Better still, the Bowflex Power Rod system can be upgraded to offer more resistance, with the equivalent of 185kg rods available for around £90, although installing these things can be fiddly and time-consuming.

Also, those used to a classic, thumping and clunking weight stack will likely find the ‘feel’ of this system a little weedy, but if simply shaping up as opposed to bulking up, is your priority, it could be right for you.

7. BH Fitness Multi Gym Plus Titanium Foldable

The most convenient home multi-gym

Reasons to buy

+Space-saving foldable design+Great value

Reasons to avoid

Some areas lack the sturdiness

Although not as robust as some of the other machines on this list, the mouthful that is the BH Fitness Multi Gym Plus Titanium Foldable does save a lot of space at home with its uniquely retractable seat.

Featuring a smooth, linear bearing system and ultra-tough pulleys, this 92kg multi-gym can handle users that weigh over 20 stone, it provides up to 67kg of resistance and offers up a multitude of exercise options.

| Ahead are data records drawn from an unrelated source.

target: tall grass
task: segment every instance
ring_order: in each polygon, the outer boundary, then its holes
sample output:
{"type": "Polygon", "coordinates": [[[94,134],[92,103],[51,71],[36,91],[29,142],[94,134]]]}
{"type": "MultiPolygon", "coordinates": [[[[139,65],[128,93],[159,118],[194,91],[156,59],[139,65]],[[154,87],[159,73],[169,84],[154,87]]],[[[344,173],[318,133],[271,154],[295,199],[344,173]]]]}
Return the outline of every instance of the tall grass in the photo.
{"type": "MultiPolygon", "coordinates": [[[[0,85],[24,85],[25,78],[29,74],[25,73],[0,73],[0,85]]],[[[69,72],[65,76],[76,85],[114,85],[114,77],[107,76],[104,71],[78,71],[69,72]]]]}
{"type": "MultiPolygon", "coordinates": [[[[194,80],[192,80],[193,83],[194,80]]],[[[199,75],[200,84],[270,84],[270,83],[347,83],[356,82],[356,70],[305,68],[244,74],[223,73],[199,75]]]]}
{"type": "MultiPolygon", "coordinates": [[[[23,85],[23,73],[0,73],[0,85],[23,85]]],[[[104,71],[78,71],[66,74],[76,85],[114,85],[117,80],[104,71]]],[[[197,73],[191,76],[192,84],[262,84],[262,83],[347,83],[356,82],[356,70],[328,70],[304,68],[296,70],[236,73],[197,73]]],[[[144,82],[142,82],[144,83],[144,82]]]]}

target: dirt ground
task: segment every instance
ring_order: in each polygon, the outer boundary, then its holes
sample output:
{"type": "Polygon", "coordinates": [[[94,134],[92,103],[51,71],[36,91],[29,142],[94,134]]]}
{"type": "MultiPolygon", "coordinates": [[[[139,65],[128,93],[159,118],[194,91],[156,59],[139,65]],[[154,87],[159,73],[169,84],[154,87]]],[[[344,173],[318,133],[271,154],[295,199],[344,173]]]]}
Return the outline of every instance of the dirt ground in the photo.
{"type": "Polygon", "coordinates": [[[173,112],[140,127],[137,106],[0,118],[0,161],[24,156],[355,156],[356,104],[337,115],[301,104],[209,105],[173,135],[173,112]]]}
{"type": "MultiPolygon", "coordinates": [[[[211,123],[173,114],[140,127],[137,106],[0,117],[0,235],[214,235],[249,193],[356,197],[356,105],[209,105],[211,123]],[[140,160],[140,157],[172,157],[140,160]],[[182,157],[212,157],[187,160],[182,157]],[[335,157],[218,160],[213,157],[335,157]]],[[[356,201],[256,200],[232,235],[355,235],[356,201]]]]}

Unfortunately, some of the ancillaries feel a bit cheap and the comparatively low resistance weight stack won’t be able to compete with some of the chunkier models but as a starting platform to any burgeoning home gym, it’s well worth a look.

8. Technogym Unica

The best luxe multi-gym for the home

Reasons to buy

+Only the finest materials+Impressive weight stack

Reasons to avoid

Decidedly premium

If money is no object then the Unica from Technogym is well worth a look, as it straddles a fine line between home fitness equipment and piece of contemporary art.

With leather pads and the imposing metallic structure available in a number of hues, it practically oozes class, while the ergonomically designed system of levers allows for over 25 exercises to be performed in just 1.5 square meters of space.

All materials used are of exquisite quality, with chrome plating covering many of the levers and handles and a thermosetting powder coating finishes to the frame sets off the fussily stylish aesthetic.

And so it should, because with a price tag of around 5K, although those muscles might come easy, they won’t come cheap.

9. Opti 29KG Home Multi Gym

Best budget multi-gym

Reasons to buy

+It’s really cheap

Reasons to avoid

Lacks weightNot the smoothest operator

If the thought of gigantic, heavy metal machinery is enough to have toes (rather than biceps) curling, then take a look at this basic but perfectly okay multi-gym.

With just 29kg on tap, it’s not for serious iron pumpers, but it makes a great entry into the world of weight training, with enough small incremental increases to ensure development is slow but steady.

Naturally, the frame is going to feel a lot less robust than others on this list but that’s not such a bad thing. It’ll be easier to set up, for one, and its lack of mass means it’s not likely to come crashing through the ceiling during particularly vigorous workouts.